El religioso abundó que aún hay quienes consideran que la justicia plena no ha llegado a los familiares y a las víctimas de aquella masacre.
“Hay algunos a quienes ellos consideran responsables de la masacre y están libres, lo triste también es de que algunos de que en efecto pueden ser inocentes y están detenidos y están pagando culpas que no deben”, agregó.
Dijo también que la injusticia se manifiesta entre algunos de los detenidos, acusados de participar en la masacre de aquel 22 de diciembre de 1997.
“Yo entiendo que las autoridades no siempre pueden proceder como se debiera pero es ahí donde está todavía el reclamo constante, que se acabe de hacer justicia y reitero que los culpables puedan ser detenidos y los inocentes puedan salir libres”, puntualizó el obispo.
Sin embargo Arizmendi Esquivel celebró que a siete años de consumada la masacre, no se hayan registrado hechos sangrientos como el de Acteal.
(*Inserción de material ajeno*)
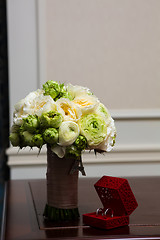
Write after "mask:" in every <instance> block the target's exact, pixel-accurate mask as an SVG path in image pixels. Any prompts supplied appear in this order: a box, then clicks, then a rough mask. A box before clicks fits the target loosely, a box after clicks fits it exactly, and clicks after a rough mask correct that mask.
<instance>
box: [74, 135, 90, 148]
mask: <svg viewBox="0 0 160 240" xmlns="http://www.w3.org/2000/svg"><path fill="white" fill-rule="evenodd" d="M74 145H75V146H76V147H77V149H78V150H80V151H82V150H84V149H86V147H87V139H86V138H85V137H84V136H82V135H79V136H78V137H77V139H76V141H75V142H74Z"/></svg>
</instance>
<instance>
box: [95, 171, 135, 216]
mask: <svg viewBox="0 0 160 240" xmlns="http://www.w3.org/2000/svg"><path fill="white" fill-rule="evenodd" d="M94 187H95V189H96V191H97V193H98V196H99V198H100V200H101V202H102V204H103V206H104V209H107V208H111V209H112V210H113V212H114V216H123V215H130V214H131V213H132V212H133V211H134V210H135V209H136V207H137V206H138V204H137V201H136V199H135V197H134V194H133V192H132V190H131V188H130V186H129V183H128V181H127V179H124V178H117V177H110V176H103V177H102V178H100V179H99V180H98V182H96V183H95V184H94Z"/></svg>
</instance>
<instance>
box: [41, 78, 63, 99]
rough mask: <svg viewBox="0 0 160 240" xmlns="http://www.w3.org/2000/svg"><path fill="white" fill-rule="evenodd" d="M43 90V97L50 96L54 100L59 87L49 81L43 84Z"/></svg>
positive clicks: (58, 92) (54, 82)
mask: <svg viewBox="0 0 160 240" xmlns="http://www.w3.org/2000/svg"><path fill="white" fill-rule="evenodd" d="M43 90H44V91H45V93H44V95H50V96H51V97H52V98H53V99H55V98H56V97H57V96H58V95H59V93H60V86H59V84H58V83H57V82H55V81H53V80H49V81H47V82H46V83H45V84H43Z"/></svg>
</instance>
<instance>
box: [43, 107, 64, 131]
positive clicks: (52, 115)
mask: <svg viewBox="0 0 160 240" xmlns="http://www.w3.org/2000/svg"><path fill="white" fill-rule="evenodd" d="M62 120H63V117H62V115H61V114H60V113H58V112H55V111H50V112H48V113H43V114H42V116H41V118H40V123H41V126H42V127H45V128H48V127H52V128H59V126H60V125H61V123H62Z"/></svg>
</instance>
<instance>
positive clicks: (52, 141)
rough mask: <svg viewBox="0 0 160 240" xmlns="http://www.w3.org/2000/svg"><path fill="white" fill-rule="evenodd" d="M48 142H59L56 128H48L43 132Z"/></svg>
mask: <svg viewBox="0 0 160 240" xmlns="http://www.w3.org/2000/svg"><path fill="white" fill-rule="evenodd" d="M43 138H44V140H45V142H46V143H49V144H54V143H57V142H58V131H57V129H55V128H47V129H46V130H45V131H44V133H43Z"/></svg>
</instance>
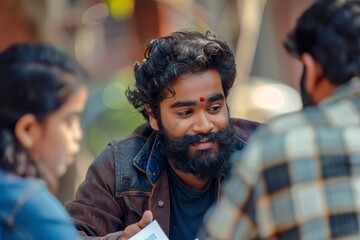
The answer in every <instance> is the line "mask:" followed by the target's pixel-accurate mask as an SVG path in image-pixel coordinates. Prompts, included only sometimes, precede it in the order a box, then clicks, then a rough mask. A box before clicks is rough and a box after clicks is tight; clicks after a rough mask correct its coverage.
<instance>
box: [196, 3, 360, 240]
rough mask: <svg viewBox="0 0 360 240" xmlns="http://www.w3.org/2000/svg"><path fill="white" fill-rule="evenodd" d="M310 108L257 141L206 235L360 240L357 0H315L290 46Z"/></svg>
mask: <svg viewBox="0 0 360 240" xmlns="http://www.w3.org/2000/svg"><path fill="white" fill-rule="evenodd" d="M284 45H285V48H286V49H287V51H288V52H289V53H290V54H292V55H294V56H295V57H297V58H298V59H299V60H300V61H301V62H302V63H303V66H304V71H303V76H302V79H301V81H300V85H301V92H302V99H303V103H304V108H303V110H302V111H300V112H296V113H290V114H286V115H283V116H280V117H277V118H275V119H273V120H271V121H269V122H268V124H267V125H266V126H263V127H262V128H261V129H260V130H259V131H258V132H257V133H255V135H254V136H253V137H252V138H251V139H250V142H249V146H248V148H247V149H246V150H245V151H244V152H242V154H241V156H240V161H239V164H238V165H237V167H236V168H235V169H234V171H233V174H232V176H231V178H230V179H229V181H228V182H226V184H225V186H224V188H223V195H222V197H221V199H220V201H219V203H218V204H217V206H216V207H213V208H212V209H211V210H210V211H209V212H208V213H207V214H206V217H205V220H204V227H203V229H202V231H200V234H199V239H200V240H203V239H290V240H294V239H295V240H296V239H314V240H315V239H360V229H359V227H360V1H359V0H318V1H316V2H314V3H313V4H312V5H311V6H310V7H309V8H308V9H307V10H306V11H305V12H304V13H303V14H302V16H301V17H300V18H299V20H298V21H297V24H296V26H295V29H294V30H293V31H292V32H291V33H289V35H288V38H287V39H286V41H285V44H284Z"/></svg>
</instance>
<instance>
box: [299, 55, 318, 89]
mask: <svg viewBox="0 0 360 240" xmlns="http://www.w3.org/2000/svg"><path fill="white" fill-rule="evenodd" d="M301 59H302V61H303V63H304V65H305V69H306V75H305V89H306V91H307V92H308V94H309V95H310V96H313V94H314V91H316V86H317V84H318V83H317V81H318V80H319V77H318V76H319V74H322V68H321V67H320V65H319V64H318V63H317V62H316V61H315V59H314V58H313V57H312V56H311V55H310V54H308V53H304V54H303V55H302V56H301ZM319 67H320V68H321V69H319ZM319 71H321V72H320V73H319Z"/></svg>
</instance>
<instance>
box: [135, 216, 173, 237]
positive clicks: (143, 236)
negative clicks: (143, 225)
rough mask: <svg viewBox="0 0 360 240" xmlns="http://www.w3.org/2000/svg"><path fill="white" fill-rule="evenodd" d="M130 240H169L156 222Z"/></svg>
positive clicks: (142, 229) (143, 229)
mask: <svg viewBox="0 0 360 240" xmlns="http://www.w3.org/2000/svg"><path fill="white" fill-rule="evenodd" d="M129 240H169V238H168V237H167V236H166V235H165V233H164V231H163V230H162V229H161V227H160V225H159V223H158V222H157V221H156V220H154V221H152V222H151V223H150V224H149V225H147V226H146V227H145V228H143V229H142V230H141V231H140V232H138V233H137V234H135V235H134V236H132V237H131V238H130V239H129Z"/></svg>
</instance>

“Lo positivo es de que todos los que fueron expulsados o desplazados de ahí ya todos retornaron a sus lugares de origen salvo uno que otro caso por ahí”.
El próximo 22 de diciembre se cumplirán siete años de que los 45 indígenas fueran asesinados mientras se encontraban en una jornada de oraciones por la paz.
Los habitantes de la pequeña comunidad recordarán a las víctimas con una misa que se realizará en la capilla en donde se encuentran sepultados.